Après avoir contemplé le nom, le royaume et la volonté de Dieu, après
avoir reçu le pain surnaturel et avoir été purifiée du mal, l'âme est
prête pour la véritable humilité qui couronne toutes les vertus.
L'humilité consiste à savoir que dans ce monde toute l'âme, non seulement
ce qu'on appelle le moi, dans sa totalité, mais aussi la partie
surnaturelle de l'âme qui est Dieu présent en elle, est soumise au temps
et aux vicissitudes du changement. Il faut accepter absolument la
possibilité que la partie surnaturelle de l'âme disparaisse. L'accepter
comme événement qui ne se produirait que conformément à la volonté de
Dieu. Le repousser comme étant quelque chose d'horrible. Il faut en avoir
peur ; mais que la peur soit comme l'achèvement de la confiance.
Les six demandes se répondent deux à deux. Le pain transcendant est la
même chose que le nom divin. C'est ce qui opère le contact de l'homme avec
Dieu. Le règne de Dieu est la même chose que sa protection étendue sur
nous contre le mal ; protéger est une fonction royale. La remise de nos
dettes à nos débiteurs est la même chose que l'acceptation totale de la
volonté de Dieu. La différence est que dans les trois premières demandes
l'attention est tournée seulement vers Dieu. Dans les trois dernières, on
ramène l'attention sur soi afin de se contraindre à faire de ces demandes
un acte réel et non imaginaire.
Dans la première moitié de la prière, on commence par l'acceptation. Puis
on se permet un désir. Puis on le corrige en revenant à l'acceptation.
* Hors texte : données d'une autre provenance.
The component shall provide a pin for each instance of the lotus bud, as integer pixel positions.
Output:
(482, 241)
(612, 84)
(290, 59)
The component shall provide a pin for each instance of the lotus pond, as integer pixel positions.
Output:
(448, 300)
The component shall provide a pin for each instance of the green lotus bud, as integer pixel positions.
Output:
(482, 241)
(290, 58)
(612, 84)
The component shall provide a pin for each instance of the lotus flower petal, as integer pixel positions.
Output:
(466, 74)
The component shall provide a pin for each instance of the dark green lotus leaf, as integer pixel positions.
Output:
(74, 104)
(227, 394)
Dans la seconde moitié, l'ordre est changé ; on finit par l'expression du
désir. C'est que le désir est devenu négatif ; il s'exprime comme une
crainte ; par suite il correspond au plus haut degré d'humilité, ce qui
convient pour terminer.
Cette prière contient toutes les demandes possibles ; on ne peut pas
concevoir de prière qui n'y soit déjà enfermée. Elle est à la prière comme
le Christ à l'humanité. Il est impossible de la prononcer une fois en
portant à chaque mot la plénitude de l'attention, sans qu'un changement
peut-être infinitésimal, mais réel s'opère dans l'âme.